Rooted acyclic graphs appear naturally when the phylogenetic relationship of a set $X$ of taxa involves not only speciations but also recombination, horizontal transfer, or hybridization, that cannot be captured by trees. A variety of classes of such networks have been discussed in the literature, including phylogenetic, level-1, tree-child, tree-based, galled tree, regular, or normal networks as models of different types of evolutionary processes. Clusters arise in models of phylogeny as the sets $\mathtt{C}(v)$ of descendant taxa of a vertex $v$. The clustering system $\mathscr{C}_N$ comprising the clusters of a network $N$ conveys key information on $N$ itself. In the special case of rooted phylogenetic trees, $T$ is uniquely determined by its clustering system $\mathscr{C}_T$. Although this is no longer true for networks in general, it is of interest to relate properties of $N$ and $\mathscr{C}_N$. Here, we systematically investigate the relationships of several well-studied classes of networks and their clustering systems.
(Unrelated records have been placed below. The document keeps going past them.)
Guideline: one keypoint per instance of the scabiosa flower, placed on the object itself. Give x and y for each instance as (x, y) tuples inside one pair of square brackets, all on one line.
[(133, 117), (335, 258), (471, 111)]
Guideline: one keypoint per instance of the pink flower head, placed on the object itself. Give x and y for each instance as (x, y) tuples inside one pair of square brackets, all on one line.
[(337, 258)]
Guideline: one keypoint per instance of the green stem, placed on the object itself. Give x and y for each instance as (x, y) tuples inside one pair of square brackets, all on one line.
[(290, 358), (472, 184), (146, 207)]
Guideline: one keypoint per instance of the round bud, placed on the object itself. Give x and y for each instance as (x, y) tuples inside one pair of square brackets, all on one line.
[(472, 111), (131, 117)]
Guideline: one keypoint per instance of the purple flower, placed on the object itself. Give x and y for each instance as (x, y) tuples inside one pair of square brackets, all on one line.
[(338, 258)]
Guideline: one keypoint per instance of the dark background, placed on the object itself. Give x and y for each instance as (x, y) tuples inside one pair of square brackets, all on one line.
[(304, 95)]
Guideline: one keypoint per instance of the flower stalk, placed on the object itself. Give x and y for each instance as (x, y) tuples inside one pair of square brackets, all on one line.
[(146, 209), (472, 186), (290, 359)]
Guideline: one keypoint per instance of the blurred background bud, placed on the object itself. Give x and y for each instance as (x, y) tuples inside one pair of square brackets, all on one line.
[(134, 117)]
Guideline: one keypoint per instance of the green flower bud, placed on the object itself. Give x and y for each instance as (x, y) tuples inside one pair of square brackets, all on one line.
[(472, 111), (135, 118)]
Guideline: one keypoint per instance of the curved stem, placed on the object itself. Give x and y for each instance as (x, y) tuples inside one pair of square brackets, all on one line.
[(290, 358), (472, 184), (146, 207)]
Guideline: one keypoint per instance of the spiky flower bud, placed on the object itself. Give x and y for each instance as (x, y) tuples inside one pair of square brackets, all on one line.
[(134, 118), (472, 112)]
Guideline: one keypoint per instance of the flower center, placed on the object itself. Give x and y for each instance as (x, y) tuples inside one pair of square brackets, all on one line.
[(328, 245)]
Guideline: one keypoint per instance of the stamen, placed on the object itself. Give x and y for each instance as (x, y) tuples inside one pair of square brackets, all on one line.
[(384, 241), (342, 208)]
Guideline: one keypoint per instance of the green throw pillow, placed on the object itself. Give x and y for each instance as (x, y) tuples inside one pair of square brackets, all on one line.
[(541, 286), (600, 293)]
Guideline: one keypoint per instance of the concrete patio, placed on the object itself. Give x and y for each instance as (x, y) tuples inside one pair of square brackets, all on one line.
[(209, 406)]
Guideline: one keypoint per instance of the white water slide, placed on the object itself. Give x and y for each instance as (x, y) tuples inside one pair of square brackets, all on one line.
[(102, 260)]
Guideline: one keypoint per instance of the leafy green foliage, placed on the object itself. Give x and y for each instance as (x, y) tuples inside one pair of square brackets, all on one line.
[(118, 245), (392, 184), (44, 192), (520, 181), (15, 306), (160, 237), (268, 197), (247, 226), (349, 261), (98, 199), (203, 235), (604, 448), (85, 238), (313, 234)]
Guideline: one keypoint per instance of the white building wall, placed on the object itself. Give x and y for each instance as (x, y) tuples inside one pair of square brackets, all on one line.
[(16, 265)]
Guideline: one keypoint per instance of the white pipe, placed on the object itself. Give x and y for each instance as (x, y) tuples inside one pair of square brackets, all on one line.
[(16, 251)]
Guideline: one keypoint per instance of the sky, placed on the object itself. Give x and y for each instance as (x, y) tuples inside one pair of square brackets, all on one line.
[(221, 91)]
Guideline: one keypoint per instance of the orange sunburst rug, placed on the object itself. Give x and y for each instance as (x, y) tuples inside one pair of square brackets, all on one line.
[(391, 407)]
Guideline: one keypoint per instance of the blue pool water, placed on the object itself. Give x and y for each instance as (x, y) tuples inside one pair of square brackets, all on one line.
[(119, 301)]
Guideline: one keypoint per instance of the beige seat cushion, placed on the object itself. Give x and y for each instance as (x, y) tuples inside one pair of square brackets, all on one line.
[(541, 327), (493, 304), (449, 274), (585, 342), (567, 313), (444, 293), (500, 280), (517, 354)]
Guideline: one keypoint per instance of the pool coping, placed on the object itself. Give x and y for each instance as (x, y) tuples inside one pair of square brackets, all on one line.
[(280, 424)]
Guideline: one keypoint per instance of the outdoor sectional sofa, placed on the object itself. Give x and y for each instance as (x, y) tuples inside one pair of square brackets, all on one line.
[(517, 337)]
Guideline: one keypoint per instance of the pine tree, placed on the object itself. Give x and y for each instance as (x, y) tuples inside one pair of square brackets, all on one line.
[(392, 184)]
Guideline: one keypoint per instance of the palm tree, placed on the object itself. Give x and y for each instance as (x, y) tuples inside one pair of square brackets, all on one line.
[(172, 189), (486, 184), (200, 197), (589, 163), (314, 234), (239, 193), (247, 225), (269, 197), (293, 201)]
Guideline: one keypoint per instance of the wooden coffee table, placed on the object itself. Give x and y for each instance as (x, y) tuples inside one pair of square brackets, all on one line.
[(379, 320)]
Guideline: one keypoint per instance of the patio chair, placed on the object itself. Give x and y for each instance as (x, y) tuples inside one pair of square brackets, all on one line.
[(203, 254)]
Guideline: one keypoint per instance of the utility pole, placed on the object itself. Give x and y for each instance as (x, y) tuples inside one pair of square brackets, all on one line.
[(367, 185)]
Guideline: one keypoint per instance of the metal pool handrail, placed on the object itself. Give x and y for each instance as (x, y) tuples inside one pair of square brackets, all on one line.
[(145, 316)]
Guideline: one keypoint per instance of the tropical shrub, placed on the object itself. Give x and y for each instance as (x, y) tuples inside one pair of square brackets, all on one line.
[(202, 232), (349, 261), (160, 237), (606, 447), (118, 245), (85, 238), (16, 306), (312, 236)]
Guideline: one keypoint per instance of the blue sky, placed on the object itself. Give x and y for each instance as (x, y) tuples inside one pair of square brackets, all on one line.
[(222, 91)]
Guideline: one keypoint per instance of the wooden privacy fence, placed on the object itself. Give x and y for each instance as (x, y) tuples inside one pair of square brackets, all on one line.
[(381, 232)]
The main results are correspondences of classes of networks and clustering system of the following form: If $N$ is a network of type $\mathbb{X}$, then $\mathcal{C}_N$ satisfies $\mathbb{Y}$, and conversely if $\mathscr{C}$ is a clustering system satisfying $\mathbb{Y}$ then there is network $N$ of type $\mathbb{X}$ such that $\mathscr{C}\subseteq\mathscr{C}_N$.This, in turn, allows us to investigate the mutual dependencies between the distinct types of networks in much detail.